11 OCTOBER 1997, Page 44

Here's to you, Mrs Robinson

C. D. C. Armstrong

THE WOMAN WHO TOOK POWER IN THE PARK by Lorna Siggins Mainstream, £14.99, pp. 240 Mary Robinson has recently resigned as President of Ireland in order to become the United Nations High Commissioner for Human Rights. As the first woman to have held the office of Irish President she has come to symbolise the deep changes in Irish public life and social attitudes which have transformed the Republic over the last decade or so. The Celtic Sweden could have had no more fitting head of state than this radical barrister and sometime Irish Labour Party Senator.

The Woman Who Took Power in the Park is, to date, the second biography of the President. The title may need some elucidation (for non-Irish readers at least). 'The Park' is Phoenix Park in Dublin, where the official residence of the President is situated (in happier days it was home to the Lord Lieutenant of Ireland). And Mrs Robinson did not, as the title might seem to imply, attain office after a coup d'etat. She was directly elected some seven years ago, although Lorna Siggins fails to mention that she was not quite the first choice of her people: polling 82,000 fewer first preference votes than her Fianna Fail rival, the late Brian Lenihan, she was elected by second preference votes transferred from the Fine Gael candidate.

Miss Siggins, an Irish Times journalist, is not quite at home in the worlds of politics and the law with which this book must inevitably deal. Her description of Fine Gael as 'right of centre' would not be shared by all members of that party. Nor was Eamon de Valera the 'architect' of the Irish Republic: the Republic was proclaimed by de Valera's opponent John A. Costello. She consistently appends an unnecessary `e' to the surname of the jurisprudentialist H. L. A. Hart. Her carelessness extends to the career of her subject. Writing of Robinson in 1966, she refers to her as a barrister; Robinson was not called to the bar until the following year.

Worse than the carelessness is the padding. The reader hardly needs her potted histories of the Great Famine or feminism. At those points in Robinson's career when deeper analysis is called for, the reader is disappointed. We are not told, for example, precisely what the Fian- na Fail minister Padraig Flynn meant when, in the course of the presidential election, he referred to Mrs Robinson's 'new interest in the family', nor are we told why this remark, which some regard as the turning-point of the campaign, aroused such controversy.

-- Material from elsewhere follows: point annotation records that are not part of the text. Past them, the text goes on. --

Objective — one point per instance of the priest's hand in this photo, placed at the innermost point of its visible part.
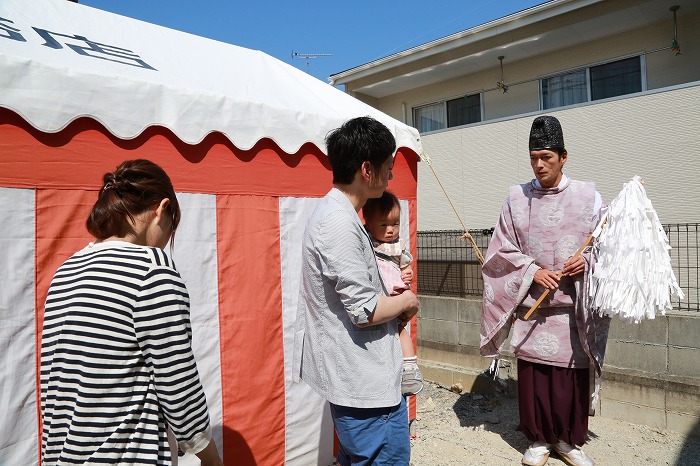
(573, 266)
(547, 278)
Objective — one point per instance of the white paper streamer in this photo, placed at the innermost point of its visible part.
(632, 276)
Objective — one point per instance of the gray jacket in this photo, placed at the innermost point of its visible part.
(340, 286)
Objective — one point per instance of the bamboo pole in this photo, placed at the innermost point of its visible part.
(466, 234)
(578, 252)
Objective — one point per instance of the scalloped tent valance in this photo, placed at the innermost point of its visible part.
(61, 61)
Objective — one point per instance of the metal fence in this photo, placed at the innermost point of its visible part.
(448, 266)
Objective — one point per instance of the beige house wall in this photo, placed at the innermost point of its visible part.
(650, 375)
(655, 136)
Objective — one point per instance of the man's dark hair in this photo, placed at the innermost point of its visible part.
(359, 140)
(380, 205)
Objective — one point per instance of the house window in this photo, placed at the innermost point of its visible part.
(446, 114)
(430, 117)
(617, 78)
(611, 79)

This omission is in fact typical of the author's largely uncritical treatment of Mrs Robinson (though we should be grateful at least that the undistinguished prose is not too gushing). It is no surprise, therefore, that Siggins fails to draw attention to a disturbing feature of Robinson's character: her inconsistency. In her public utterances Robinson has shown a remarkable talent for adapting her views to suit the occasion. In 1971 she told an interviewer for a Catholic magazine that she accepted Humanae Vitae (the papal encyclical of 1968 forbidding artificial contraception), when she was at about that time a co- sponsor of a bill to legalise the sale of contraceptives. Again, during the presiden- tial election campaign she told one news- paper that she supported the right to life of the unborn, 'as guaranteed by the constitu- tion', when seven years before she had opposed the constitutional amendment which enshrined that right. Later on in the campaign she demanded an apology when a Fianna Fail parliamentarian described her as 'pro-divorce, pro-contraception, and pro-abortion', apparently forgetting that her support for the first two issues was well-documented. That episode is not mentioned in this biography.

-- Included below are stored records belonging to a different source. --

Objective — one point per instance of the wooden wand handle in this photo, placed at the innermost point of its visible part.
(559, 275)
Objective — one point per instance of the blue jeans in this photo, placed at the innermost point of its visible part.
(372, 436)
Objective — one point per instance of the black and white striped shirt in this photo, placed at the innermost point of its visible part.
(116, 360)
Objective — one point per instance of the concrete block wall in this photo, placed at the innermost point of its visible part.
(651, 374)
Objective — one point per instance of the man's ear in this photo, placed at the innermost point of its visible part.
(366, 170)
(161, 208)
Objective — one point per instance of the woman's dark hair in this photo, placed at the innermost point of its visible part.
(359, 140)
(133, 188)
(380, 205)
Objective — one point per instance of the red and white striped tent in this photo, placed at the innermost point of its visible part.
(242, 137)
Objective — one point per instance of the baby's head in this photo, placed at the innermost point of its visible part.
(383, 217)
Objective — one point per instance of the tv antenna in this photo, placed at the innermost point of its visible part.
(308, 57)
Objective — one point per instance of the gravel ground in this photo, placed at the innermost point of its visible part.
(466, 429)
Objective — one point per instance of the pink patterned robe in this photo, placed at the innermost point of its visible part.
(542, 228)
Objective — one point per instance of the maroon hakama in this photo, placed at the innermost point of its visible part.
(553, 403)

Mrs Robinson's reputation for sympathy with the Unionists of Ulster seems to rest on somewhat shaky foundations. It is true that she resigned from the Irish Labour party in protest at the Anglo-Irish Agree- ment, but she had previously been an opponent of internment in Northern Ireland. Her frequent trips across the border after her election outraged many Unionists, who saw these visits as giving physical expression to the Irish constitu- tion's claim to sovereignty over Northern Ireland. She declined to apologise for shak- ing hands with Gerry Adams in 1993 — over a year before the first IRA ceasefire — though she later expressed regret for having shaken hands with General Pinochet on a visit to Chile. In York last year she made wild allegations against the RUC, strange conduct for a head of state visiting a friendly neighbour.

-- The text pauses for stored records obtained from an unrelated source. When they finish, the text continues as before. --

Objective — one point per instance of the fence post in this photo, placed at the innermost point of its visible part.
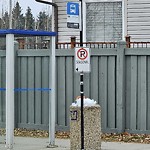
(121, 45)
(73, 40)
(128, 41)
(16, 48)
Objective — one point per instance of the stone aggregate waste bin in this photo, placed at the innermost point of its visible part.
(92, 127)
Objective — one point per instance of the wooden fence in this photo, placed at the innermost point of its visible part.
(119, 81)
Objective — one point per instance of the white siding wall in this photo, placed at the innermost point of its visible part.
(138, 20)
(65, 33)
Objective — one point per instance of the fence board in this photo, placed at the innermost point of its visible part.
(24, 105)
(45, 84)
(111, 92)
(30, 84)
(1, 99)
(148, 95)
(94, 79)
(143, 93)
(38, 94)
(128, 89)
(103, 89)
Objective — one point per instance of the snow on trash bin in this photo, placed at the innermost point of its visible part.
(92, 125)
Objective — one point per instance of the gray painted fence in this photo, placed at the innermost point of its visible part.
(119, 81)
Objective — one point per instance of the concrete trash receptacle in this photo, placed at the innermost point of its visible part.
(92, 127)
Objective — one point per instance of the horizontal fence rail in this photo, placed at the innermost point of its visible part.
(119, 81)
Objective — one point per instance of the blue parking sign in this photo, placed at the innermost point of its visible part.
(72, 8)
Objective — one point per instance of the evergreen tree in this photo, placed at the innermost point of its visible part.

It is hard to see what legacy she has left her own country. Certainly she has come to symbolise changes in Irish society, but these changes would have come about even without her election. Her presidency has been more a matter of style than of sub- stance. The constitutional position of the office has remained unaltered, and she failed to use her constitutional powers to their full extent. Unlike one of her prede- cessors, the late Cearbhall 0.'Dalaigh, she never once referred any legislation to the Supreme Court. When Charles Haughey refused to allow her to visit London to give the Dimbleby Lecture, she gave in without a fight, although before her election she had boasted that in office she would tell Haughey to 'back off. What her presidency has revealed is the triumph of image over reality. Advocates of a British republic say that Mrs Robinson is the sort of president we should have. The one abiding message of this book is that we are better off as we are.